23 December 2006

The magical mini dress

The mini dress has been touted as the item to have since last winter. For a trend that can only be worn by a select few, let my rephrase, *should* be worn only by a select few, the minidress has stayed remarkably in vogue for months. Those singing its praises in the early days were primarily the style watchers who work for elite fashion magazines; you know the kind, those who put items from Barney's CO-OP in their token don't-break-the-bank features. I'm usually wary to listen to any advice those people give, not because I think they're wrong - not at all - but because I know I'm not part of their target audience. That being said, in the beginning of this whole mini dress phenomenon, I tried not be wooed by it. Let me be clear, the operational definition of "mini dress" is the high-fashion mini, not the tops-turned-dresses Britney's lady bits have been peeking out of lately. Up until July, I had convinced myself the mini was an impractical, undignified, just-not-me article of clothing. I liked not having my bare ass exposed to taxi cab vinyl, and with the strong winds that come out of nowhere in DC...from an analytic standpoint, donning a dress cut 8 inches above my knee didn't make sense. Down boys, down.

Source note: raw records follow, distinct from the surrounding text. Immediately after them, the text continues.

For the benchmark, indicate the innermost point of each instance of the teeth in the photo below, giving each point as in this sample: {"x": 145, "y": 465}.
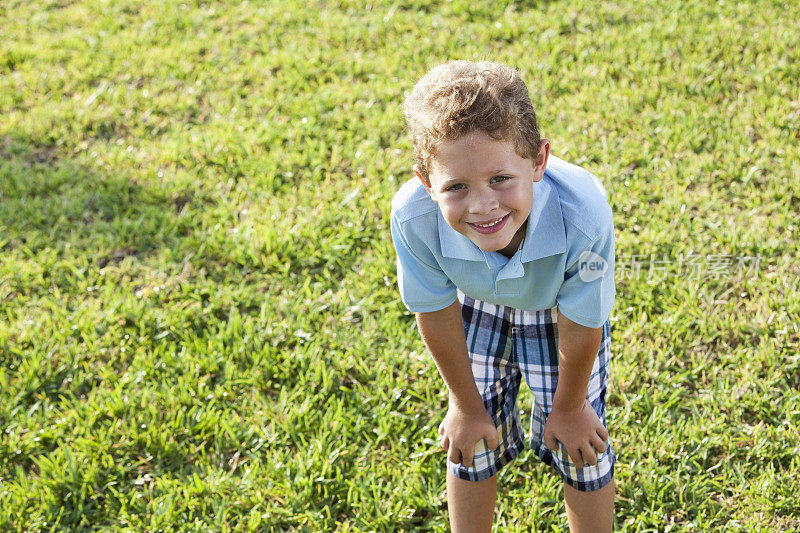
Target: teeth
{"x": 489, "y": 225}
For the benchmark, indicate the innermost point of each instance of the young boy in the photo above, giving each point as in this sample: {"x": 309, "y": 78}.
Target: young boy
{"x": 506, "y": 255}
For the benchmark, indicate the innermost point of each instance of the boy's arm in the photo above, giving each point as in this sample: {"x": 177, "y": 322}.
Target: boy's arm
{"x": 573, "y": 421}
{"x": 443, "y": 335}
{"x": 467, "y": 420}
{"x": 577, "y": 350}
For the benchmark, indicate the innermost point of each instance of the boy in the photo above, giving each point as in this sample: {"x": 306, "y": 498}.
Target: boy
{"x": 506, "y": 255}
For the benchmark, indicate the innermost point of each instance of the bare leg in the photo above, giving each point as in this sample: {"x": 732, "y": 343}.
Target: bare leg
{"x": 590, "y": 511}
{"x": 471, "y": 504}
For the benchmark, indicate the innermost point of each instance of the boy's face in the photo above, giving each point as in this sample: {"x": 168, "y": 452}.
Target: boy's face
{"x": 485, "y": 190}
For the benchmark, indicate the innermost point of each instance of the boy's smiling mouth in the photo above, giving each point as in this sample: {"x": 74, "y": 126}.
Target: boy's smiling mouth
{"x": 491, "y": 226}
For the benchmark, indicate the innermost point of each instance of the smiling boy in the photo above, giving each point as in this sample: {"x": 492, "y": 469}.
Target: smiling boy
{"x": 506, "y": 255}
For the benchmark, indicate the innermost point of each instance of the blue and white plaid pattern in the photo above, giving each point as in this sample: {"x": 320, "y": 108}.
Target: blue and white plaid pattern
{"x": 505, "y": 345}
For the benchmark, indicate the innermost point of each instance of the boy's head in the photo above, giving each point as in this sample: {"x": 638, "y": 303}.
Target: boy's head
{"x": 477, "y": 150}
{"x": 461, "y": 97}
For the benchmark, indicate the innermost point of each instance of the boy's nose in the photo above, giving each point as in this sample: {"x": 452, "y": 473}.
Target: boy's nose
{"x": 483, "y": 204}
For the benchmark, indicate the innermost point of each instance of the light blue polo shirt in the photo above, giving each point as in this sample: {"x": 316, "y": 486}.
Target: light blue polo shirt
{"x": 566, "y": 257}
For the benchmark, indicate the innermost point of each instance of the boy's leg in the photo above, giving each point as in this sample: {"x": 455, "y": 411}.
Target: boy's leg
{"x": 590, "y": 511}
{"x": 470, "y": 504}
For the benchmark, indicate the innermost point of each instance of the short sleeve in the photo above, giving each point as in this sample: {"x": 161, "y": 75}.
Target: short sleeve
{"x": 588, "y": 292}
{"x": 424, "y": 287}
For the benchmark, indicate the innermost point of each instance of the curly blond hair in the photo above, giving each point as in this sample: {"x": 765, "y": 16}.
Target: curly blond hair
{"x": 460, "y": 97}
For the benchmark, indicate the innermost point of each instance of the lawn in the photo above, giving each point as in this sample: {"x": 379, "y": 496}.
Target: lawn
{"x": 200, "y": 327}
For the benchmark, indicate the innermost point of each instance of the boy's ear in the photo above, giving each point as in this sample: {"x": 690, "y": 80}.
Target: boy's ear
{"x": 541, "y": 160}
{"x": 425, "y": 183}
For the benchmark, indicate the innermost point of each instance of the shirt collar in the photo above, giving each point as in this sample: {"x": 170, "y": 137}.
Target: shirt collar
{"x": 544, "y": 236}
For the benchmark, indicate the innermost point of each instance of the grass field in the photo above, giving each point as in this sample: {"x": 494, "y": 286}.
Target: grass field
{"x": 199, "y": 322}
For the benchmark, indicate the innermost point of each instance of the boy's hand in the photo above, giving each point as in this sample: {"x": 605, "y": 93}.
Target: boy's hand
{"x": 579, "y": 430}
{"x": 461, "y": 430}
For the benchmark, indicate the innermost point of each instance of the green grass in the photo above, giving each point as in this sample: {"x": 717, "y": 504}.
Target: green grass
{"x": 200, "y": 323}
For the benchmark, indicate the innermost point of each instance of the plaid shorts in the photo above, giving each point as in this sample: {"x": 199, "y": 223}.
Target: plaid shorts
{"x": 505, "y": 345}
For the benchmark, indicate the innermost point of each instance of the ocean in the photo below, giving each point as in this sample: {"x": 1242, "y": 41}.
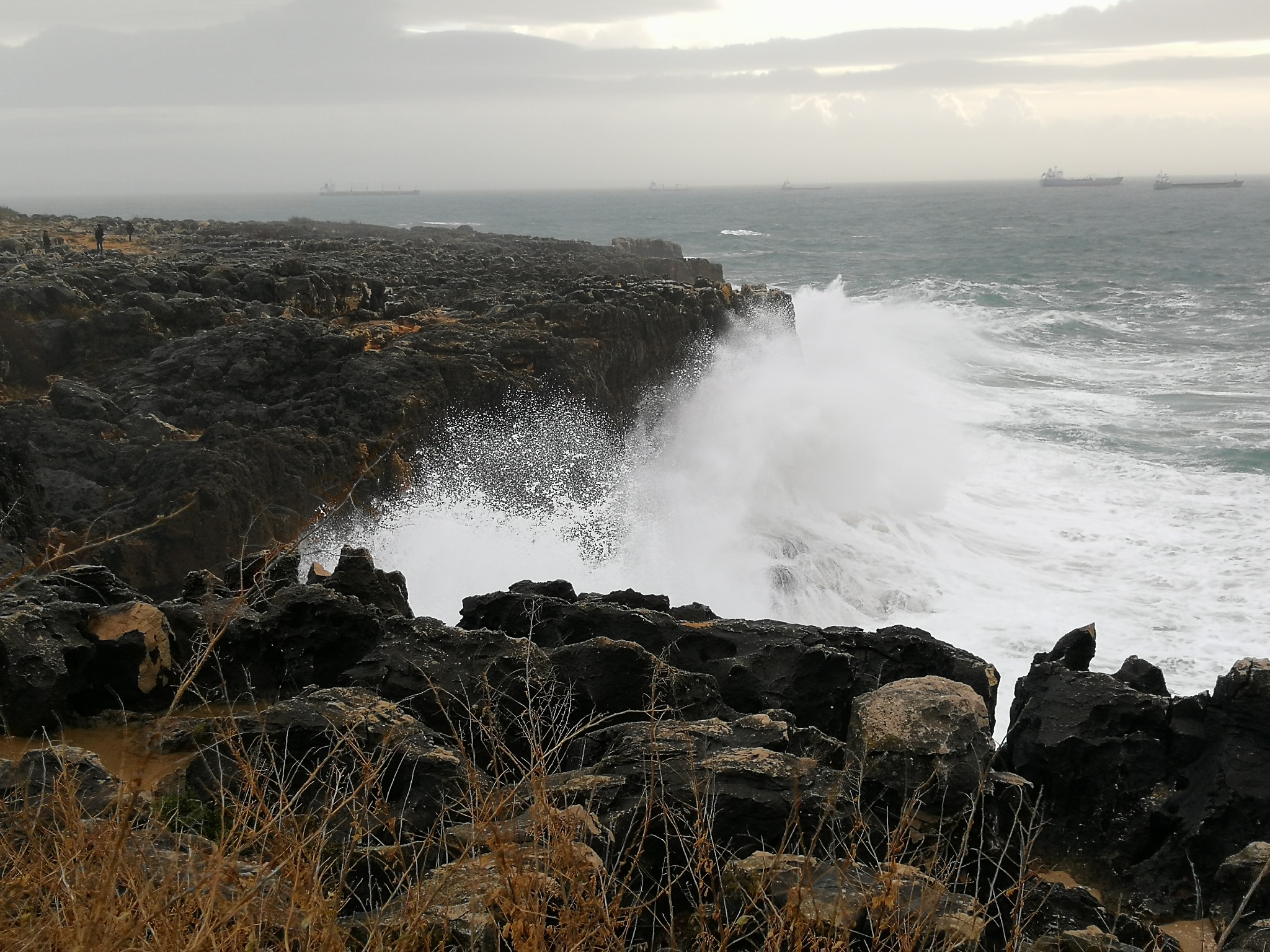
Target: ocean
{"x": 1009, "y": 412}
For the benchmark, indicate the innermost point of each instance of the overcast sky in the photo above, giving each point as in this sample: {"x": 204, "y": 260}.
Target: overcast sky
{"x": 220, "y": 95}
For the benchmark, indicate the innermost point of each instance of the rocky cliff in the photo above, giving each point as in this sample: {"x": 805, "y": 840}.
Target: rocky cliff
{"x": 247, "y": 376}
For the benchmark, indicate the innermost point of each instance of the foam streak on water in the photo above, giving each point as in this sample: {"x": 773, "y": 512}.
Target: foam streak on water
{"x": 900, "y": 461}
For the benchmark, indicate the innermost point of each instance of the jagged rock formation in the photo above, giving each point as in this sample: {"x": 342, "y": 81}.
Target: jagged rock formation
{"x": 1156, "y": 791}
{"x": 251, "y": 375}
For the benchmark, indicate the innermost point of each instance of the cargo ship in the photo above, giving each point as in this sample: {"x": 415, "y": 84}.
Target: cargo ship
{"x": 332, "y": 192}
{"x": 1163, "y": 182}
{"x": 1054, "y": 178}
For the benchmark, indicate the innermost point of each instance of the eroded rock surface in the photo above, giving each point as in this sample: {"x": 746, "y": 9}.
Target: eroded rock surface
{"x": 1157, "y": 791}
{"x": 248, "y": 375}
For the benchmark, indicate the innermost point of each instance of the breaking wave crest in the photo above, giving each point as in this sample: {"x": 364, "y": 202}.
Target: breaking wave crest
{"x": 894, "y": 462}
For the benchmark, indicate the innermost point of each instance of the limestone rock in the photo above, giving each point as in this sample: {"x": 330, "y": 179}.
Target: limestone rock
{"x": 925, "y": 738}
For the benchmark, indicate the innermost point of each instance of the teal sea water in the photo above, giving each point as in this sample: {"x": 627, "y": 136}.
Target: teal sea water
{"x": 1009, "y": 412}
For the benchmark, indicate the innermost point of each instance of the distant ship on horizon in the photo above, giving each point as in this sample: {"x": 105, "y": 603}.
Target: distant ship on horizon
{"x": 1054, "y": 178}
{"x": 1163, "y": 182}
{"x": 331, "y": 191}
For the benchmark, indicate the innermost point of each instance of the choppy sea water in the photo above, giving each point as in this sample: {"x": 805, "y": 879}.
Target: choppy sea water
{"x": 1008, "y": 412}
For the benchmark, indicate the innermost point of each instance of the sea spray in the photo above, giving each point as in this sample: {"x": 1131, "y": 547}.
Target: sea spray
{"x": 883, "y": 466}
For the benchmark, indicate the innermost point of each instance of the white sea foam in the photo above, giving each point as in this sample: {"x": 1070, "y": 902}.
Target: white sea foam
{"x": 888, "y": 465}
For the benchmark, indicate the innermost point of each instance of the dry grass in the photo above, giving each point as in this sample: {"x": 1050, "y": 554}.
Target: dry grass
{"x": 309, "y": 855}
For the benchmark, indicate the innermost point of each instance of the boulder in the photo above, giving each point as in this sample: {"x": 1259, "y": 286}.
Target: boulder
{"x": 1151, "y": 790}
{"x": 79, "y": 402}
{"x": 75, "y": 643}
{"x": 40, "y": 775}
{"x": 304, "y": 635}
{"x": 1095, "y": 747}
{"x": 926, "y": 739}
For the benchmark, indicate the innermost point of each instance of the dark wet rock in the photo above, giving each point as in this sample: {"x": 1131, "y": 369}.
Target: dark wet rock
{"x": 761, "y": 795}
{"x": 40, "y": 775}
{"x": 326, "y": 742}
{"x": 637, "y": 599}
{"x": 1073, "y": 919}
{"x": 75, "y": 643}
{"x": 693, "y": 612}
{"x": 1096, "y": 747}
{"x": 259, "y": 374}
{"x": 260, "y": 575}
{"x": 1142, "y": 676}
{"x": 1156, "y": 792}
{"x": 304, "y": 635}
{"x": 926, "y": 739}
{"x": 443, "y": 674}
{"x": 79, "y": 402}
{"x": 814, "y": 673}
{"x": 1245, "y": 875}
{"x": 19, "y": 499}
{"x": 835, "y": 897}
{"x": 356, "y": 575}
{"x": 621, "y": 678}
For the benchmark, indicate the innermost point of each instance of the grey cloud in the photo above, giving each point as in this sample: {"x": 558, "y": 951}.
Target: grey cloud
{"x": 543, "y": 12}
{"x": 319, "y": 51}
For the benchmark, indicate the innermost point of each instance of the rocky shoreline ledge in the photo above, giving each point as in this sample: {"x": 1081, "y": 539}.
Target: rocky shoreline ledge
{"x": 561, "y": 769}
{"x": 236, "y": 380}
{"x": 1150, "y": 808}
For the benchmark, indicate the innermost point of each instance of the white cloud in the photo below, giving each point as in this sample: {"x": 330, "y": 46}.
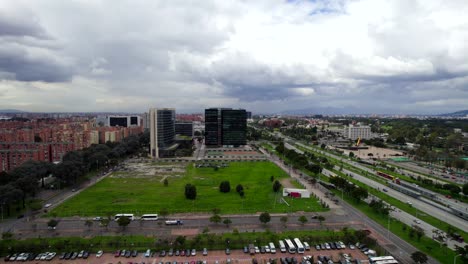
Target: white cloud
{"x": 127, "y": 55}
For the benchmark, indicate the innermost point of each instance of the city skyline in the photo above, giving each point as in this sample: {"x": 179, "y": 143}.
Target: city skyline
{"x": 382, "y": 57}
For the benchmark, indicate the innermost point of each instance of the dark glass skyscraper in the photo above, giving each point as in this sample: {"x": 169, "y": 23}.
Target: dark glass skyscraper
{"x": 225, "y": 127}
{"x": 162, "y": 129}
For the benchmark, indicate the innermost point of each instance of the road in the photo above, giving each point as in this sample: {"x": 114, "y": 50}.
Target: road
{"x": 418, "y": 204}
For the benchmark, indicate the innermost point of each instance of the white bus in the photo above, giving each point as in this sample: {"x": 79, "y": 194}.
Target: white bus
{"x": 149, "y": 217}
{"x": 130, "y": 216}
{"x": 383, "y": 260}
{"x": 299, "y": 246}
{"x": 282, "y": 246}
{"x": 290, "y": 246}
{"x": 272, "y": 248}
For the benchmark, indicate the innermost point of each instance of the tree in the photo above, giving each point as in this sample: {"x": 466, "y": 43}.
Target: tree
{"x": 359, "y": 193}
{"x": 52, "y": 224}
{"x": 465, "y": 189}
{"x": 302, "y": 219}
{"x": 284, "y": 220}
{"x": 164, "y": 212}
{"x": 227, "y": 222}
{"x": 123, "y": 222}
{"x": 264, "y": 217}
{"x": 180, "y": 240}
{"x": 276, "y": 186}
{"x": 190, "y": 191}
{"x": 225, "y": 187}
{"x": 419, "y": 257}
{"x": 321, "y": 218}
{"x": 239, "y": 188}
{"x": 215, "y": 219}
{"x": 242, "y": 194}
{"x": 89, "y": 224}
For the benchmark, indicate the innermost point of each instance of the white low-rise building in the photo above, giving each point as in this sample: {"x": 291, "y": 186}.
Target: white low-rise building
{"x": 354, "y": 132}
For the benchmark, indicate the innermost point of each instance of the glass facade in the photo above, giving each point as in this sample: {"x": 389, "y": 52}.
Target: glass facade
{"x": 225, "y": 127}
{"x": 212, "y": 131}
{"x": 166, "y": 128}
{"x": 234, "y": 125}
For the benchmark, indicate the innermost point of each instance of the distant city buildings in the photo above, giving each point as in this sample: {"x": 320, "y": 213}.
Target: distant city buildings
{"x": 225, "y": 127}
{"x": 354, "y": 132}
{"x": 47, "y": 139}
{"x": 162, "y": 131}
{"x": 184, "y": 129}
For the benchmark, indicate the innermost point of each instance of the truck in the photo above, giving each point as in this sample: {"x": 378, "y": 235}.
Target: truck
{"x": 174, "y": 222}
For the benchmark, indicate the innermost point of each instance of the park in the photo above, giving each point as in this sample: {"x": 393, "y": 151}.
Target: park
{"x": 159, "y": 187}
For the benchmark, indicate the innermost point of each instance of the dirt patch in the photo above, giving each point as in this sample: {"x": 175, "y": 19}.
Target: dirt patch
{"x": 150, "y": 170}
{"x": 237, "y": 153}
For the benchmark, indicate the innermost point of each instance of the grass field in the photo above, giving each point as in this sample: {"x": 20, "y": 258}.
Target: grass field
{"x": 122, "y": 193}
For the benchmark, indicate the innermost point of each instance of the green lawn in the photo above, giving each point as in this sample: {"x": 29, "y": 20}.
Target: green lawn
{"x": 125, "y": 194}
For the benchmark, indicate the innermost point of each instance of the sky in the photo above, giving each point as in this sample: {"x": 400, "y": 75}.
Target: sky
{"x": 267, "y": 56}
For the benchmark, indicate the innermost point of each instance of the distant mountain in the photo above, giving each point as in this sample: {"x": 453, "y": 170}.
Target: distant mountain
{"x": 10, "y": 111}
{"x": 461, "y": 113}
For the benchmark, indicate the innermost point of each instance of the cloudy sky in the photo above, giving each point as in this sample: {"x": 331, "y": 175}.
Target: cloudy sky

But then the East Village happened. That part of New York is fashion Narnia for me. When I first found myself at the corner of 9th and some letter street, it wasn't the fashion that drew me to the neighborhood, it was the Cuban restaurant with the spicy corn on the cob, the old record store that had an entire section of hard-to-find Teddy Wilson music, and the conveniently situated Rite-Aid that carried the ever elusive Diet Minute Maid orange soda. After a few blocks and a mouthful of corn, I discovered its true draw -- the vintage stores. Oh, the vintage stores!

It was in one of these lovely, tucked away little shops that my scorn for the minidress made an abrupt transition to adoration. In the space of one sunny July afternoon, I fell in love. Like most relationships, falling in love with my ivory knit mini dress with exaggerated puff sleeves and girly collar wasn't an easy or immediate process. As many vintage stores are, the racks at this particular store were so jam-packed in a melange of varying colors, fabrics, and styles that I got both a headache and a tricep workout moving each hanger. Fortunately, the drama in my dress was so severe I caught it right away. When I liberated it from the others, I truly had a moment. One of those I-will-never-forget-this-moment moments. I had just found my favorite dress. If in that store, that day, at that moment, I had been given the chance to swap that dress with any other dress - even this Marchesa dress - I wouldn't have. That's how much I loved it. And it wasn't even a mini when I found it, but thanks to Ahmet at Marrakesh, an alteration store a few doors down, it was 3 hours later. The store where I found my prize dress is unfortunately no longer in business, but that makes the story that much more charming. It's as if it appeared for the sole purpose of bringing my dress and me together, and once we'd found each other, poof, it was gone -- off to matchmake somewhere else.

The story of my magical mini dress is one I'm sure I'll tuck my daughter into bed with one day. It's about as face-to-face with fantasy as I've ever come. Or ever will. The life lesson, or fashion lesson, is to never close your mind to something before you try it. You may just get lucky like I did and fall head-over-stilettos in love.

The picture of Cameron Diaz really serves no purpose other than to reinforce the point that a minidress is indeed magical. She actually doesn't look heinous in this photo, does she? Not from the neck down, anyway.